Because winning is the sweet thing that it makes the medicine go down.
- The regular season's four best teams all advanced to the semifinal. Djurgården (2) will play against Linköping (3), while HV71, the regular season winner, will take on Skellefteå AIK, the fourth-seeded team.
- Linköping’s Tony Mårtensson leads the playoff scoring race with nine points in seven games. His teammate, defenceman Magnus Johansson, is tied with Skellefteå’s Johan Forsberg for lead in post-season goal scoring, with six in seven game.
- In the relegation series, this season’s Elitserien teams Södertälje and Rögle hold on to the two Elitserien spots for next season as well after five games, the halfway point of the round-robin series. Södertälje is undefeated in five games, Rögle has ten points, a three-point lead over AIK Stockholm in the third place.

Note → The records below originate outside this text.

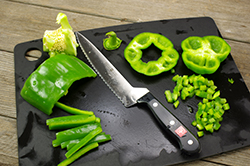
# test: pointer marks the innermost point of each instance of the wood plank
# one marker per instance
(28, 22)
(231, 16)
(8, 142)
(7, 88)
(237, 157)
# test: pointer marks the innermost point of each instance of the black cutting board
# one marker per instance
(138, 139)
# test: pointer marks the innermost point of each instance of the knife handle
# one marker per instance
(187, 141)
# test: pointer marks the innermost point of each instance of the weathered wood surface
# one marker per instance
(25, 20)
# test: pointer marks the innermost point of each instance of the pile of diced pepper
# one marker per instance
(79, 133)
(210, 110)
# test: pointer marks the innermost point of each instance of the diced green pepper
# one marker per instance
(200, 133)
(212, 107)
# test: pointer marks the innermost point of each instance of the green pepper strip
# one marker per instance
(112, 42)
(74, 133)
(209, 112)
(78, 154)
(67, 122)
(84, 141)
(71, 110)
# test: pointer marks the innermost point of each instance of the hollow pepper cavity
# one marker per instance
(133, 54)
(203, 55)
(52, 79)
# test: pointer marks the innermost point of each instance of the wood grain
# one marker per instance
(25, 20)
(28, 22)
(229, 15)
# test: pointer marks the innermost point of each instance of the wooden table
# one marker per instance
(25, 20)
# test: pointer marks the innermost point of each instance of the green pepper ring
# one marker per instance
(133, 54)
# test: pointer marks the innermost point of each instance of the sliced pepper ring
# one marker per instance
(133, 54)
(203, 55)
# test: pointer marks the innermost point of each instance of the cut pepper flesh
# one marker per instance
(133, 54)
(203, 55)
(52, 79)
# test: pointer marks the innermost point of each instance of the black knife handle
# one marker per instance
(187, 141)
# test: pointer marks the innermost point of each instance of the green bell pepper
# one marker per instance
(112, 42)
(133, 54)
(203, 55)
(52, 79)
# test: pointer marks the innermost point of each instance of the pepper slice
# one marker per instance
(112, 42)
(203, 55)
(52, 79)
(66, 122)
(133, 54)
(74, 133)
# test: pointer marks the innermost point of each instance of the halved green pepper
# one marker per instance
(203, 55)
(133, 54)
(52, 79)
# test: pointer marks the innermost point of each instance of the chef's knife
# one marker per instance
(130, 95)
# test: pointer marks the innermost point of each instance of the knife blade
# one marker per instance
(130, 96)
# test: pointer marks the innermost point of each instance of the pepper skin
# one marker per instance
(203, 55)
(112, 42)
(133, 54)
(52, 79)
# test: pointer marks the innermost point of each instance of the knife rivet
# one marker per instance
(155, 104)
(190, 142)
(172, 122)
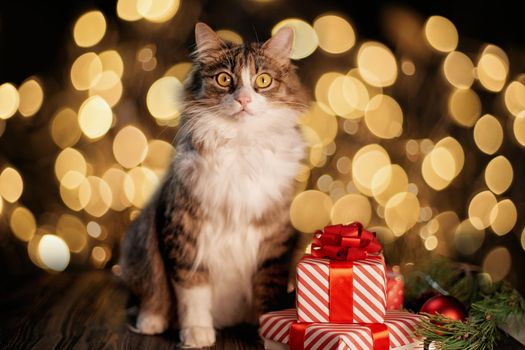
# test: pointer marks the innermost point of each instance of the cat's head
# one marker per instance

- Brynäs goaltender Jacob Markström, the Rookie of the Year, and the Goalie of the Year in the Elitserien, continues his season with Brynäs’s major junior team that is chasing the Swedish championship.
- Team Sweden head coach Bengt-Åke Gustafsson kicked off his first World Championship training camp this week. Among the players invited to the camp were Johan Harju and Linus Omark from the KHL’s Dynamo Moscow, Jonas Andersson from Dynamo Minsk and Michael Nylander from Jokerit Helsinki.